Multi-dimensional Gaussian process as a prior

Dear Stan community,

I have been for the first time studying about Gaussian process. I initially decided to infer a property from a material given a set of data. I’ll refer to this property here as P. This property varies spatially. My problem is unidimensional, so P = P(x) where x denotes the spatial coordinate. My objective was then to infer a vector of parameters \vec{P} = [P_1, P_2, ..., P_{I}], where P_i = P(x_i) and x_i denotes a node from the grid I use to discretize my spatial domain. Besides, I is the number of nodes. I decided to use a Gaussian process to model the prior regarding the elements in \vec{P}.

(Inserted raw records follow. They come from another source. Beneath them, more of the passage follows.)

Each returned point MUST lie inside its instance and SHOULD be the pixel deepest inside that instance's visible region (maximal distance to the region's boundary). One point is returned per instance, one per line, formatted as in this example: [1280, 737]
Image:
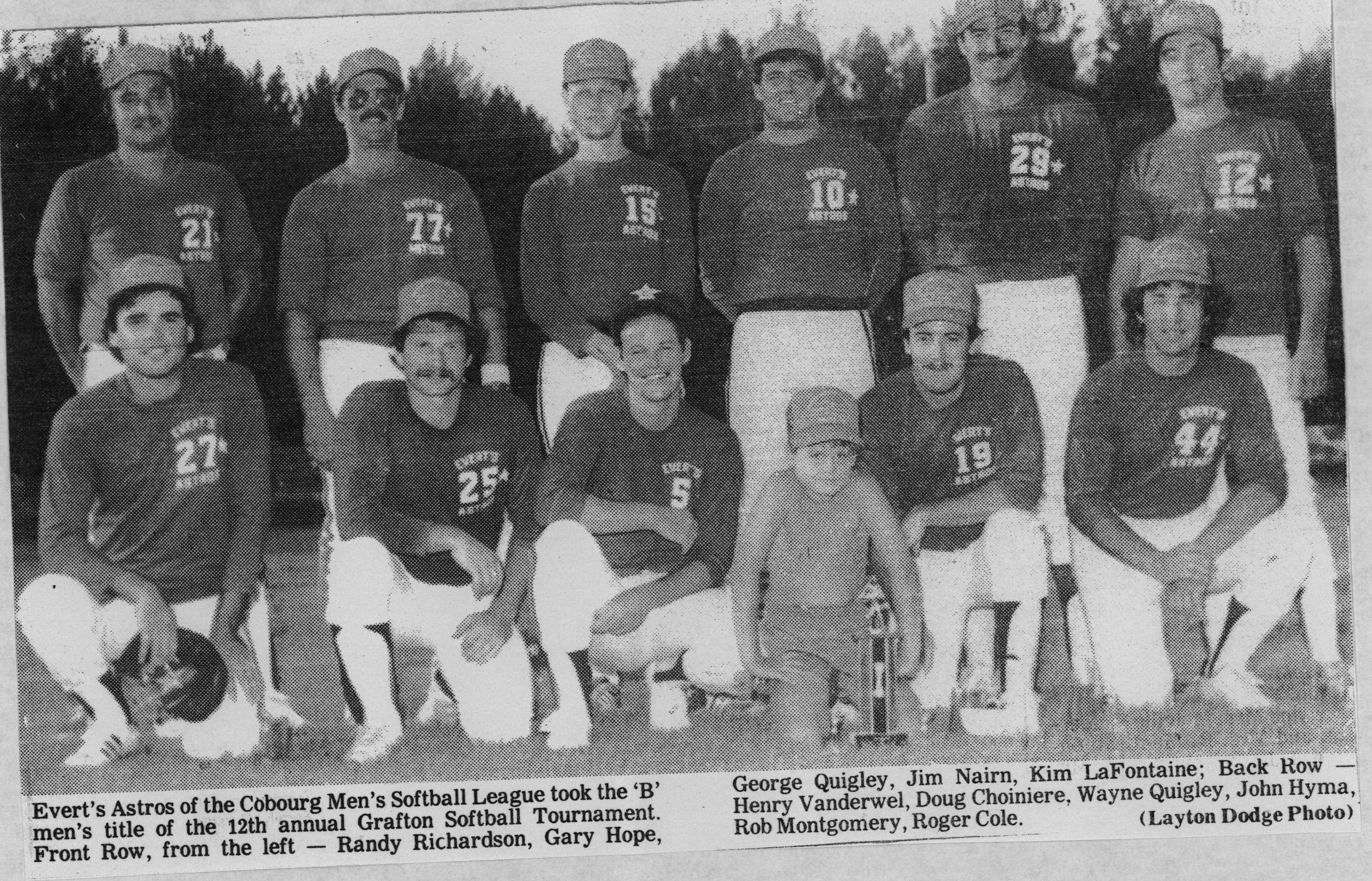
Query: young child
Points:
[814, 529]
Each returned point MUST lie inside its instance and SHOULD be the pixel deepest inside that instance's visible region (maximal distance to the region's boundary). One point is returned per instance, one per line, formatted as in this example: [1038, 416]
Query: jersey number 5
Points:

The code that I have is similar to this:

functions {
  // Define here some useful functions
}

data {
  int n_data; // Number of data
  vector[n_data] D_vec; // Vector with data
  int I; // Number of nodes used to discretize the spatial domain
  real x_vec[I] // Numerical grid. For example, [0, 0.25, 0.5, 1], where the
                // spatial domain from x = 0 to x = 1 is discretized by
                // four equally spaced nodes
}

parameters {
  vector[I] P_vec; // Vector of parameters to be estimated
  real<lower=0> sigma; // Hyperparameter for the GP
  real<lower=0> length_scale; // Another hyperparameter for the GP
}

model {

  // Define here some model for the likelihood
  
  // Prior (GP)
  vector[I] mu = rep_vector(0, n);
  matrix[n, n] K = gp_exp_quad_cov(x, sigma, length_scale);
  K = add_diag(K, 1e-9);
  matrix[n, n] L_K = cholesky_decompose(K);
  P_vec ~ multi_normal_cholesky(mu, L_K);

  // Hyperpriors
  sigma ~ normal(0, 1);
  length_scale ~ normal(0, 1);
} 

The example above was able to provide me good estimates of \vec{P}, which represent local values of the function P(x). Now I want to extend this idea to a two-dimensional case, that is, P = P(x,y). As far as I understand, I am supposed to use a multi-dimensional Gaussian process. According to the manual, the input for such case should be an array of vectors, and not an array of scalars as show above. It is not very clear to me how I am supposed to define this array of vectors.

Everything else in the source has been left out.